Это что – перед каждым человеком нетронутый Памир?..
Как внезапно развязался этот затянутый узел. Нет тебя, нет опоры, но нет и таранного катка, который расплющил здесь всех. Я не надеялась, что так легко освобожусь от псих-президента, я приучила себя к мысли, что противостояние будет измеряться годами, я почти хотела этого, я не собиралась сворачивать перед этим валуном, он лежал на моей тропе, как и я – небольшой булыжник на его дороге, кто-то должен умостить собой противоположный путь, и вдруг только пыль под ногами, и не догадаться, что окажется следующим столбом с километровой отметкой…
Я надеялась на твое возвращение из Елеоноры, на твое долгое возвращение, лучше бы навсегда, вдвоем мы справились бы с мирозданием, но оно этого не пожелало, и мне без тебя придется быть глупее, да я дурой и была, я ни разу не поговорила с тобой открыто, вот только теперь, а тогда каждый раз через свое сопротивление, через истерики и самолюбие, Бог послал мне друга, а я не поняла, что захлопывалась перед тобой, вместо того чтобы распахнуть свою пустую душу и наполниться живым потоком, лившимся через тебя…
Прости меня. И мой запоздалый плач.
Боже, прости меня.
* * *
Она прислушалась.
Где-то следователь, стирая пот, пытался вытянуть из девахи хоть что-нибудь полезное, но та заливалась в три ручья, повторяя через всхлипы, что никогда в жизни, никогда в жизни, совсем никогда… Краснозаменная угрюмо лежала в одиночном изоляторе и мечтала, что для нее построят эшафот на центральной площади Революции и принародно почетно повесят, а если ее освобождения потребует мировая общественность, то повешение заменят Петропавловской крепостью, где и сгноят заживо в известном равелине.

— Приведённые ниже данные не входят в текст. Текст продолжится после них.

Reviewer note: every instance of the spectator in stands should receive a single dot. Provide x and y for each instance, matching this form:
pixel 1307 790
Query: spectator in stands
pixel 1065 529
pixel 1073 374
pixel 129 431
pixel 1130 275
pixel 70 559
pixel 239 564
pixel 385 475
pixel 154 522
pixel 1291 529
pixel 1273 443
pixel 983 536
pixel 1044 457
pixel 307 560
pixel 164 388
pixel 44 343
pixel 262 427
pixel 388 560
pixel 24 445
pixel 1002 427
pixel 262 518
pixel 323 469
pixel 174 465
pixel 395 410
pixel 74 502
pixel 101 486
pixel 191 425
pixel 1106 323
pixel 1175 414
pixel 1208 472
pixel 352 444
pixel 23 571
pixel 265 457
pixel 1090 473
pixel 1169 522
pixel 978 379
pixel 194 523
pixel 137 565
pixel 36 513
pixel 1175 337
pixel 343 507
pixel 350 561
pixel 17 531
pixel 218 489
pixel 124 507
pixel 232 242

Лушка пробралась между кроватями к перечеркнутому железом окну. Если приблизиться к решетке так, будто ее любишь, она пропадает, и тогда можно присоединиться к беспредметному простору. Но, должно быть, не только она этого хочет, потому что в проложенный ею коридор устремляются остальные, начинают, как чулок, выворачиваться палаты и лестницы, и на Лушке повисает всё четырехэтажное здание лечебницы, словно боится потерять главного пациента или тщится вместе спятить, и оторваться от просиженного места и взлететь, лечебнице надоела вековая пригвожденность, она устала от неизлечивающегося человечества, ее подвалы одолела плесень, в них свиваются неблагоприятные земные напряжения, здание построил нелюбящий человек, чтобы было куда определить собственную жену, здесь можно было только заболевать, а не вылечиваться. Лушке жалко несчастное каменное сооружение, которое, конечно, не поднять и не пересадить, хотя кажется, что оно вместе с Лушкой парит в белом просторе, который пеленает медленный серый снег.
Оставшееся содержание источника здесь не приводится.